A one page essay in the TIME article of Oct. 25/10 penned by Patti Davis, the daughter of the late President Ronald Reagan, hit an emotional chord with me. Patti has written numerous books on the subject of alzheimer's and notes the different ways that men and women react to the patient's disease.
According to Patti, men tend to back away in discomfort while women "metabolize the reality of death". She suggests that they experience the full gamut of emotions that take them from the depths of extreme sorrow, to periods of tacit calm punctured by heightened anger. Patti's descriptions describe a roller coaster of emotions felt by women in contrast to men, who tend to compartmentalize the ravaging effects of the disease on their loved one. Men experience the disease on a more solitary level.
I have noticed this to be true in my personal experience. My husband, while emotionally devastated by the changes to his father who is stricken with alzheimer's, remains almost stoic about the daily landslide of physical and emotional toll on his father. I watch knowing that part of this is a paternal need to offer support and be strong for the family; to be particularly strong in support of his mother who is a primary caregiver, as she visits her husband in a full time care facility. In contrast, I see the overwhelming grief that his mother and sisters experience on a daily basis. Their lives are dedicated to supporting their mother and providing any vestige of comfort to ease both her pain and their father's.
This does not in any way suggest that the emotional impact on males is less; instead, this suggests that perhaps men deal with the disease differently because of perceived social expectations or other factors that drive this private grieving. I admit that this is a stereotyped notion - that women are able to grieve more publicly. I am sure however that my husband's mother and sisters shed many private tears too.
What then is the take-away from this exploration of how men and women deal with the reality of alzheimers?
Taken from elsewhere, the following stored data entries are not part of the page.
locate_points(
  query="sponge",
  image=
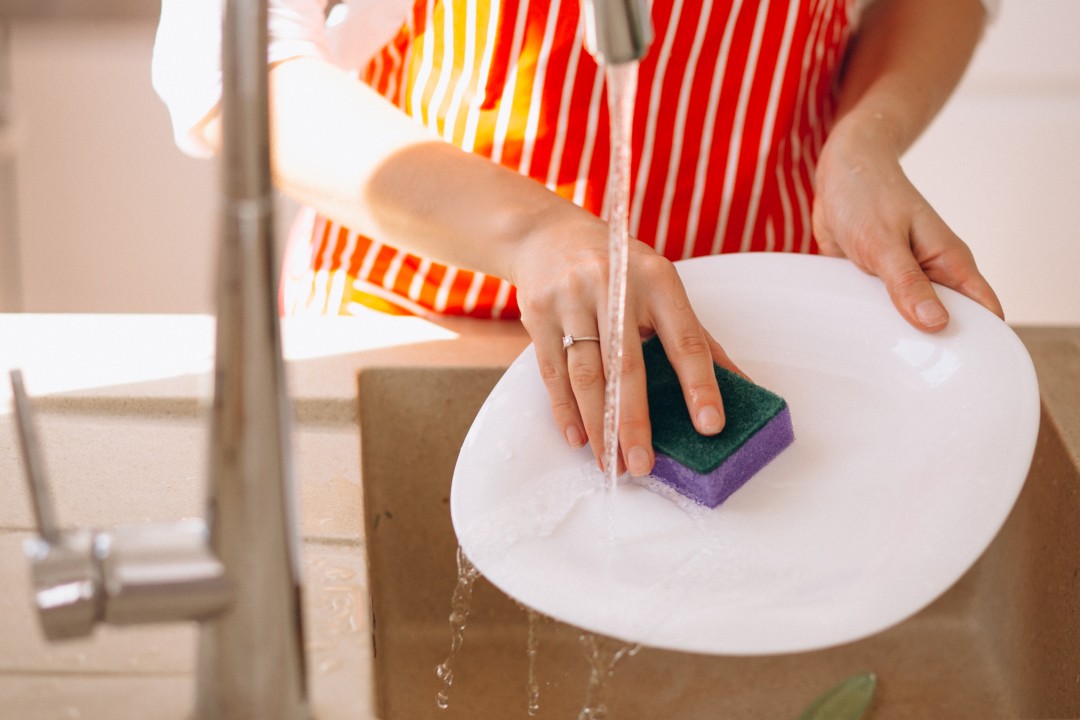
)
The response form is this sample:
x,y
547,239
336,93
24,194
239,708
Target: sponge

The crux of the matter is that there is no running from this disease and acceptance is done in a very personal way. Our relationship with the patient must focus on listening and comfort, but we must seek consolation and encouragement from other family members and extended mental health professionals when necessary. There is no road to recovery for the patient, until a cure is discovered, but emotional support groups can be vital in helping family members to cope.